Around one hundred Turkish Cypriots gathered, waving flags and chanting “Grace Williams out!” during the full council meeting.
Protestors were upset by the council’s decision to take their flag down and apologise “for the offence caused” by letting it be raised on 15th November.
Disputed state Northern Cyprus - which declared itself separate from the Republic of Cyprus in 1974 - is only recognised as legitimate by Turkey.
The Turkish army maintains a large presence there, which the European Union considers an occupation, and the majority of its former Greek residents have been evicted.
Protestors outside the town hall (LDRS)
Speaking in the council chamber, Turkish Cypriot Community Association member Nafiya Horozoglu told councillors her community felt “relegated to second and third class citizens” by the decision to remove the flag.
She said: “We raised our flag, one of the few things that is a symbol of our ethnic identity, and to have it torn down again clearly discriminates against Turkish Cypriots. This is, in my opinion, racism and discrimination.

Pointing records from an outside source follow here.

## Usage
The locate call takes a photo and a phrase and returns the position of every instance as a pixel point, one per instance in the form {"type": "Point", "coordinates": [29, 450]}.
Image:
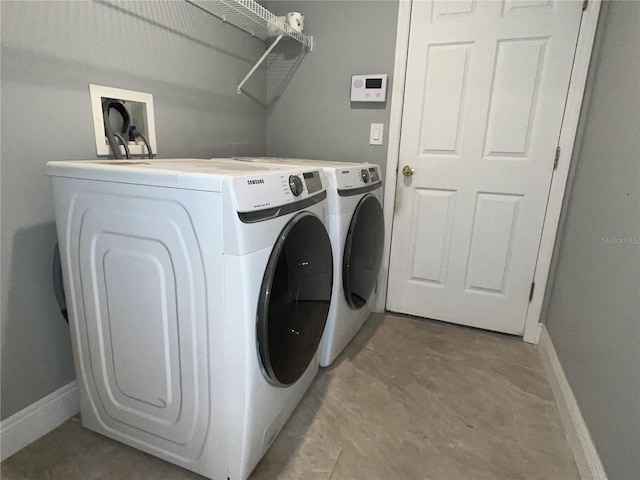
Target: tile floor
{"type": "Point", "coordinates": [408, 399]}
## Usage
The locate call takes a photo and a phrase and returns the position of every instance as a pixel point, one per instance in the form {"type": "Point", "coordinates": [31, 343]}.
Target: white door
{"type": "Point", "coordinates": [484, 99]}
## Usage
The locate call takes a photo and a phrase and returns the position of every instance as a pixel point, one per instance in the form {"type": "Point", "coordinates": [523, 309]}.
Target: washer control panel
{"type": "Point", "coordinates": [271, 189]}
{"type": "Point", "coordinates": [357, 177]}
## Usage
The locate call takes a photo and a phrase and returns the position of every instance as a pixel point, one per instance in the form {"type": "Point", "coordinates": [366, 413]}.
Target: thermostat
{"type": "Point", "coordinates": [369, 88]}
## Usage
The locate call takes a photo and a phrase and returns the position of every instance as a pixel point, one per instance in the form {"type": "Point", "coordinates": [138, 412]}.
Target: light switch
{"type": "Point", "coordinates": [376, 134]}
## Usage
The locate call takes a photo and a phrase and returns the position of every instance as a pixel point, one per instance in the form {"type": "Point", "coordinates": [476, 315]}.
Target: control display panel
{"type": "Point", "coordinates": [369, 88]}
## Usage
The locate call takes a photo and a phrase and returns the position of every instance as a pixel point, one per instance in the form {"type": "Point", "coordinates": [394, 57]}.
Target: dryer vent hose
{"type": "Point", "coordinates": [107, 105]}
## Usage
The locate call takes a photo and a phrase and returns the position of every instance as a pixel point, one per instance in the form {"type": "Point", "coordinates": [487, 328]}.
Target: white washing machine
{"type": "Point", "coordinates": [356, 228]}
{"type": "Point", "coordinates": [198, 292]}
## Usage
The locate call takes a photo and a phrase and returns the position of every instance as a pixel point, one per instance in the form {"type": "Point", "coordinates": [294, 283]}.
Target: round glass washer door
{"type": "Point", "coordinates": [363, 252]}
{"type": "Point", "coordinates": [294, 299]}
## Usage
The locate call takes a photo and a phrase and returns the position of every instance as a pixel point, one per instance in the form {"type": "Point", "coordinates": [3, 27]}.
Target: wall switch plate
{"type": "Point", "coordinates": [376, 134]}
{"type": "Point", "coordinates": [140, 108]}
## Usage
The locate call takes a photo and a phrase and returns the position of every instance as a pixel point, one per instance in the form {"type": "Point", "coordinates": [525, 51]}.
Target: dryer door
{"type": "Point", "coordinates": [294, 299]}
{"type": "Point", "coordinates": [363, 252]}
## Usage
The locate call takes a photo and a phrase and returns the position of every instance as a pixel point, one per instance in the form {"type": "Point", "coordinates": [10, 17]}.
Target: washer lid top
{"type": "Point", "coordinates": [186, 173]}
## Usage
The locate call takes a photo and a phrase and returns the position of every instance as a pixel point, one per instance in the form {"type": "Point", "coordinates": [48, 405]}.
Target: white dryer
{"type": "Point", "coordinates": [198, 293]}
{"type": "Point", "coordinates": [356, 228]}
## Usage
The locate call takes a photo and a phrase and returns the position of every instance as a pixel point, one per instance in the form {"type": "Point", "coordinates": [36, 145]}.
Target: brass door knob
{"type": "Point", "coordinates": [407, 170]}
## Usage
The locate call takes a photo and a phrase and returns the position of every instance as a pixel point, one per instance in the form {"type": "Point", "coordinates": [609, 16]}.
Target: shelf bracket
{"type": "Point", "coordinates": [255, 67]}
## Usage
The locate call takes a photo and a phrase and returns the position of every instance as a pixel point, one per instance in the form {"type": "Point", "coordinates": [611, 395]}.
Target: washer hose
{"type": "Point", "coordinates": [107, 105]}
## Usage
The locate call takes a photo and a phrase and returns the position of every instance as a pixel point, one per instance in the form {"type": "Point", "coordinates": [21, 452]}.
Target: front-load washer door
{"type": "Point", "coordinates": [294, 299]}
{"type": "Point", "coordinates": [363, 252]}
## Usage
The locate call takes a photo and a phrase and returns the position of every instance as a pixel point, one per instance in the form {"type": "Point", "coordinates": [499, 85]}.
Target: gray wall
{"type": "Point", "coordinates": [309, 113]}
{"type": "Point", "coordinates": [51, 51]}
{"type": "Point", "coordinates": [593, 314]}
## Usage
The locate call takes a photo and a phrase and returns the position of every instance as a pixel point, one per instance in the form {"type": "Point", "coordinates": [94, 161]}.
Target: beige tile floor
{"type": "Point", "coordinates": [408, 399]}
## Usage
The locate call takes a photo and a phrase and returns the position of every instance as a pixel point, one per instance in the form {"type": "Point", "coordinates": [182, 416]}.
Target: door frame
{"type": "Point", "coordinates": [577, 83]}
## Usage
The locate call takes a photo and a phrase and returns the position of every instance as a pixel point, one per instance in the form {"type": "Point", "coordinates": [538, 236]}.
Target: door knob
{"type": "Point", "coordinates": [407, 170]}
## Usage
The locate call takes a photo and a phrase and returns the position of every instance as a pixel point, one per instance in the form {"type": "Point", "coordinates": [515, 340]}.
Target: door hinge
{"type": "Point", "coordinates": [556, 158]}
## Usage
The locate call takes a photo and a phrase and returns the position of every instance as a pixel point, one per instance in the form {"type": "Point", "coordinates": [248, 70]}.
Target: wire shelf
{"type": "Point", "coordinates": [253, 18]}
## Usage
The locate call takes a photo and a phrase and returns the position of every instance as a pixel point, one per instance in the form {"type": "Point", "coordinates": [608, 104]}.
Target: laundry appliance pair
{"type": "Point", "coordinates": [198, 293]}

“We exist, you have not apologised to us and your letter apologises to other communities because we offend them. Why do you have the authority to decide that Waltham Forest will exclude Turkish Cypriots?”
Nafiya added that the community are demanding the flag be raised for a whole day before the end of December.
However, the raising of the flag in the first place caused equal upset on the other side of the international conflict, with the National Federation of Cypriots in the UK calling it "deplorable, insensitive and deeply provocative".
In a statement shortly after the incident last month, the federation's president Christos Karaolis said: "This flag-raising only served to undermine prospects for reunification and encourage secessionists.
"Such actions must be unequivocally opposed and condemned by all that respect international law and wanted to see Cyprus reunited."
Speaking at the meeting last night, council leader Williams said: “I recognise the upset this has caused in the whole community and appreciate how sensitive it is.
“My decision to lower the flag was not taken easily and was not a commentary on Northern Cyprus.
"This space has to be for everyone, therefore in the future I have decided that no flag will be raised if is not recognised by the British government. This decision is without discrimination against the community the flag is from.
"My apology is not to part of the community but to the whole community for the offence caused.”
The decision to no longer raise flags of countries not recognised by the government means the council will not fly the Tibetan flag, frequently raised under the previous leader.
Outside the meeting, protest organiser Fahri Zihni said his community will be “stepping up” their efforts and are considering legal action.